Formal and informal risk management

Our paper on error grids has been published online. As is often the case, there is another opinion paper that comments on our paper. One of the comments suggests we talk about “difficulties by clinical laboratories in adopting risk management techniques.” Actually, what we said is that “the risk management techniques including FMEA (Failure Mode Effects Analysis), fault trees, and FRACAS (Failure Reporting And Corrective Action System) are not well understood by clinical laboratories.”

To expand on things – and I’m sure previous blog entries cover this – the commentator cites ISO 15189 as a valuable tool to implement risk management. ISO 15189 is like ISO 9001 and I have commented on problems with ISO 9001 (1) and also with Six Sigma (2).

On another level, working on CLSI evaluation protocols which are mainly statistical, I notice that 1 or perhaps 2 people on a subcommittee know the statistics. The other people on the subcommittee make valuable contributions but steer clear of the statistics because they don’t know the statistics. But risk management is different. Everybody knows something about risk management – such as when driving, can I safely change lanes? But few people are knowledgeable about formal risk management as practiced by aerospace or automotive engineers and it is these techniques that have been adapted to healthcare. The problem is that standards are written by groups where all participants have an equal say on the topic due to their informal knowledge but they lack the formal knowledge. So what gets transferred to everyone misses the mark.

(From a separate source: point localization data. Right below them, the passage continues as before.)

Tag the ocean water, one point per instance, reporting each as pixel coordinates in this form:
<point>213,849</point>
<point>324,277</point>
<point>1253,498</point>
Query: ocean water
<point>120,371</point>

The commentator pleas for a systematic approach that “encompasses an infrastructure able to capture and – particularly – learn from adverse patient outcomes.”  But this is exactly what FRACAS does – which the commentator lists in his opening.

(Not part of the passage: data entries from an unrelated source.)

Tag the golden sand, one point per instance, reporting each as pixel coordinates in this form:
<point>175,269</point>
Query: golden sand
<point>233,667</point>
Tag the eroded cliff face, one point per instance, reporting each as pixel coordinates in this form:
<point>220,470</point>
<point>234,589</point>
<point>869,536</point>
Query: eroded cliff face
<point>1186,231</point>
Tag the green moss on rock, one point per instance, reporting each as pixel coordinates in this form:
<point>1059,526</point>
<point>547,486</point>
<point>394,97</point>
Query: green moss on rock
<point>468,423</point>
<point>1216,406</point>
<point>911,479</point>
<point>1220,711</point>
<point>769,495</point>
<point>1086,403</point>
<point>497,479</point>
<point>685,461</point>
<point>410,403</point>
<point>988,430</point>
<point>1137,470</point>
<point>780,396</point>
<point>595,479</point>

So I stand by our original statement: “the risk management techniques including FMEA (Failure Mode Effects Analysis), fault trees, and FRACAS (Failure Reporting And Corrective Action System) are not well understood by clinical laboratories.”

References

  1. Krouwer JS. ISO 9001 has had no effect on quality in the in-vitro medical diagnostics industry. Accred. Qual. Assur. 2004;9:39-43.
  2. Krouwer JS. Six Sigma can be dangerous to your health. Accred Qual Assur 2009;14:49-52.